Un certificat du 7 mars 1988 affirmant qu'à ce jour dans ledit immeuble " il n'y a pas de traces indiquant l'existence de larves ou d'insectes xylophages dans les parties visibles et accessibles ".

En outre, à l'initiative de l'Agence Sautel 83, la SNC Calvez et Cie a délivré le 21 juin 1989 un autre certificat, non pris en compte dans l'acte notarié déjà rédigé lorsque ce dernier certificat est arrivé chez le notaire, mais qui a été retrouvé et qui précise : " A ce jour, je soussigné certifie qu'il n'y a pas de traces indiquant l'existence de larves ou d'insectes xylophages dans les parties visibles et accessibles de ce bâtiment. Un traitement de bois a été effectué les 22 et 23 septembre 1987 selon le contrat signé le 14 septembre 1987 ".

Monsieur Delaby a visité l'immeuble plusieurs fois et aussi souvent qu'il le souhaitait avant de signer l'acte authentique et il affirme de ne pas s'être rendu compte de la présence des termites avant de commencer les travaux d'aménagement qui l'ont amené à décoller les tapisseries et les moquettes.

Aucun élément ne permet d'affirmer que le responsable de l'Agence Sautel, la SNC Calvez et Cie ou Monsieur Allain s'étaient mieux rendus compte du retour des termites après les travaux de 1987, l'expert ne le déduisant pas de ses constations bénéficiant d'une meilleure visibilité due aux premières interventions de Monsieur Delaby et aux investigations possibles dans une expertise mais non dans le cadre d'un examen limité aux parties visibles et accessibles.

La dissimulation des traces des termites peut s'expliquer par un but purement esthétique après les travaux de 1987 garantis pour au moins 10 ans et ne semble pas relever de manœuvres dolosives, alors de surcroît que la mise en vente de la maison n'a pas été précipitée et se trouve justifiée par le départ de Monsieur Allain en maison de retraite.

Force est en tout cas de constater que Monsieur Delaby n'apporte pas la preuve du dol qu'il invoque, preuve dont il a la charge, conformément à l'article 1116 du Code civil.

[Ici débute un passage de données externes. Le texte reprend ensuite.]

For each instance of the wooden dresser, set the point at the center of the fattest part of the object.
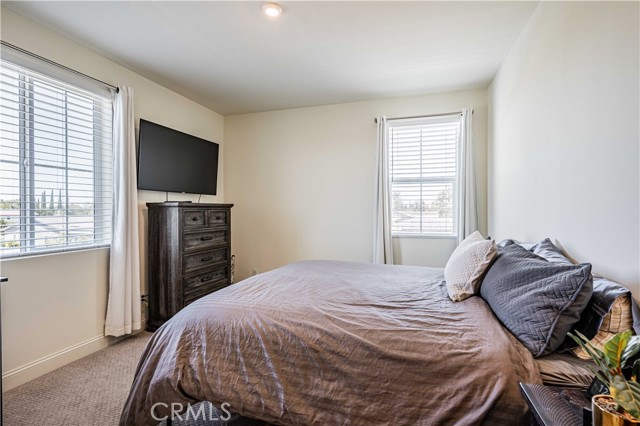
(189, 255)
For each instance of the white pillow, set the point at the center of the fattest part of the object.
(467, 265)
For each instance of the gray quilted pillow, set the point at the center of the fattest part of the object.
(536, 300)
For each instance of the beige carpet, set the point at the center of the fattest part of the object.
(87, 392)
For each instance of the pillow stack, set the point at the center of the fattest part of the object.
(467, 265)
(538, 301)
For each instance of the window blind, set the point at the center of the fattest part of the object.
(423, 170)
(56, 164)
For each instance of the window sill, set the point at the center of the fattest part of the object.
(52, 253)
(430, 237)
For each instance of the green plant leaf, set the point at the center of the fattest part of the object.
(627, 395)
(615, 348)
(600, 358)
(635, 371)
(632, 349)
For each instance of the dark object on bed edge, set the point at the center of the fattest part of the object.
(537, 300)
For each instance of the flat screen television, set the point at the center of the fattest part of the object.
(172, 161)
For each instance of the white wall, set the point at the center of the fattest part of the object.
(302, 181)
(564, 135)
(53, 307)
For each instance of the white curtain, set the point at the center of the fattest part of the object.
(468, 212)
(382, 244)
(124, 308)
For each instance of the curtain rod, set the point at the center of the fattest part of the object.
(375, 120)
(26, 52)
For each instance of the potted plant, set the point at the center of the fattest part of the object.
(622, 406)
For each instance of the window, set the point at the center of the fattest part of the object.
(55, 164)
(423, 169)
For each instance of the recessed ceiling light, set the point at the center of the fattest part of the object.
(272, 9)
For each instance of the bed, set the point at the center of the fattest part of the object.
(328, 342)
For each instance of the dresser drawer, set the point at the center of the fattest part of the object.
(208, 279)
(203, 239)
(193, 262)
(218, 217)
(193, 217)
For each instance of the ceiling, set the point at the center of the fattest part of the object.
(231, 58)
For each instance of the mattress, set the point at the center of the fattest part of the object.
(327, 342)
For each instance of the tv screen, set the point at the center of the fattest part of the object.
(172, 161)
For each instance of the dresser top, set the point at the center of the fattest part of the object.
(188, 204)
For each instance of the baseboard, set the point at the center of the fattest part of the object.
(34, 369)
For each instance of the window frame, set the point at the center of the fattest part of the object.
(27, 113)
(454, 180)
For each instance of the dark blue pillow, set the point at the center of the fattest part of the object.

Par ailleurs, alors que l'immeuble pouvait raisonnablement être estimé 300 000 F en l'absence de termites, il a été vendu 200 000 F, l'attention de Monsieur Delaby ne pouvant normalement qu'être attirée sur le risque d'un retour des termites, puisqu'il avait été prévenu qu'un traitement curatif avait été nécessaire, qu'il s'est contenté d'attestations " décrivant sommairement l'état sanitaire et parasitaire de l'immeuble ", comme l'exige l'article 10 du décret pris le 18 février 1985 par le préfet de la Charente-Maritime, mais qu'il n'a rien demandé de plus à cet égard.

Cette absence d'exigence supplémentaire peut du reste s'expliquer par la garantie décennale accordée par la SNC Calvez et Cie et que cette société a proposée de faire jouer lors de la découverte du retour des termites.

Mais Monsieur Delaby, en ne donnant pas suite à cette proposition et en entendant exiger des sommes considérables, alors que l'expert a évalué à 55 975 F l'ensemble des travaux de réfection faisable en 60 jours ouvrables et nécessaires (environ la moitié de la réduction de prix consentie), et alors que l'absence d'attaque de l'immeuble par des termites n'était pas déterminante pour cet acheteur mis au courant de précédents travaux curatifs, cherche à revenir indûment avec le maximum d'avantages sur une vente qui n'a finalement pas son agrément, mais ne trouve pas plus le vice caché au sens de l'article 164 du Code civil qu'il n'a prouvé le dol.

Il s'ensuit que les demandes de Monsieur Delaby ne sont pas fondées et que la demande subsidiare de Monsieur Allain contre la SNC Calvez et Cie devient sans objet.

Il n'est toutefois pas établi que Monsieur Delaby ait agi par Malice, mauvaise foi, ni légèreté blâmable, de sorte que la demande de dommages-intérêts de la SNC Calvez et Cie n'est pas fondée.

Il est équitable d'allouer au seul Monsieur Allain la somme supplémentaire de 4 000 F pour ses frais hors dépens.

III- Dispositif

Par ces motifs, LA COUR, Confirme le jugement attaqué : Y ajoutant, Condamne Monsieur Pascal Delaby à payer à Monsieur Jean Allain la somme supplémentaire de 4 000 F au titre de l'article 700 du nouveau Code de procédure civile ; Déboute les parties du surplus de leurs demandes ; Condamne Monsieur Delaby aux dépens d'appel et autorise les SCP Paille-Thibault et Musereau-Drouineau-Rosaz à recouvrer directement les frais dont elles auront fait l'avance sans avoir reçu provision.